Earlier today I took KayTar to the hospital to get a chemistry panel done. She's still flirting with dehydration and after so many days, her pediatrician wanted to be sure her kidneys were faring well. Long story short, her labs look good! YAY! Of course, there is longer version of the story, a nice little tale about uncooperative lab workers who did their best to avoid collecting KayTar's blood, but I'll spare you. Eventually, they conceded defeat, KayTar got her finger stick, and we went on our merry way. KayTar said, "That wasn't so bad! This is a GREAT DAY!" and cracked my heart just a little, because in the realm of her experience, a little finger stick and subsequent bloodletting equals a great day.
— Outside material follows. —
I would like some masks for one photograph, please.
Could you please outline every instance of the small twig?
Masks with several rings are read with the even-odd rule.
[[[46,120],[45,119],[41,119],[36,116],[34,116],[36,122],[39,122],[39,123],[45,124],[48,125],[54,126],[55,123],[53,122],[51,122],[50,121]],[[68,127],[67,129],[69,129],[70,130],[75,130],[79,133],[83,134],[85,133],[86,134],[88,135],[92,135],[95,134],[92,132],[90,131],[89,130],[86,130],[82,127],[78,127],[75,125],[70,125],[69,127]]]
A couple hours after we got home, an episode came and washed her away, just like they always do. As if one moment she is lying on a beach, happy and whole, completely herself, and then the tide begins to come in and pulls pieces of her out to sea, dragging her beneath the water bit by bit. Josh and I stand on the beach staring at her intently, surveying what is left of her there on the sand, not quite able to trust our eyes. We ask each other, "Does she seem to be getting smaller? Does it look like she's being carried out to sea?" We stand and watch as more and more of our girl disappears, until we realize that it really is happening. By the time we see the truth of it, our little girl has been pulled under the waves of the suddenly turbulent sea. Her joyful face was suddenly blank. Her bright, smiling eyes were dark and closed. Her giggles and songs had turned to groans and mumbles. It happens like this every time, and yet, we are still surprised. We still can't quite believe our eyes. We still ask each other, "Is this it? Is she having one?" We volley it back and forth for a while, neither of us eager to be the one who finally confirms it, the one who calls it into being. We already know, of course, we just wish so fervently to be wrong, maybe just once. Even before I'm ready to admit to what is happening, my heart starts to race and my stomach drops. I suck in my breath and collect the medications. I give them. We tuck her in. We clean her vomit. We try to soothe her. And then we wait with our hearts in our throats, because that is all that is left to do.
On nights like tonight, she springs back to life in a few hours. She calls out, "I'm not sick anymore!" from her bed and we race in to see her, happy and whole again, but perhaps a little worse for wear. She says, "Carry me, Mommy. Carry me to my chair." And I do. I smile at her and touch her face and kiss her forehead and say, "I'm so happy you're not sick anymore!" She laughs because I'm smiling and says, "You so silly, Mommy!" and she giggles her sweet, sweet giggle. For a while she continues to spontaneously exclaim, "I'm not sick anymore. I not feel sick anymore!" Maybe she doesn't quite believe it yet, and we don't quite believe it either, really. We watch her diligently for the next few hours, afraid that if we look away she'll disappear again. Soon enough she seems to forget she was ever sick at all. She's laughing and dancing and playing again, telling us, "That wasn't so bad! This is a GREAT DAY!" And regardless of the day we've had, in that moment, watching my golden-haired girl smile and giggle again, I can't help but believe her.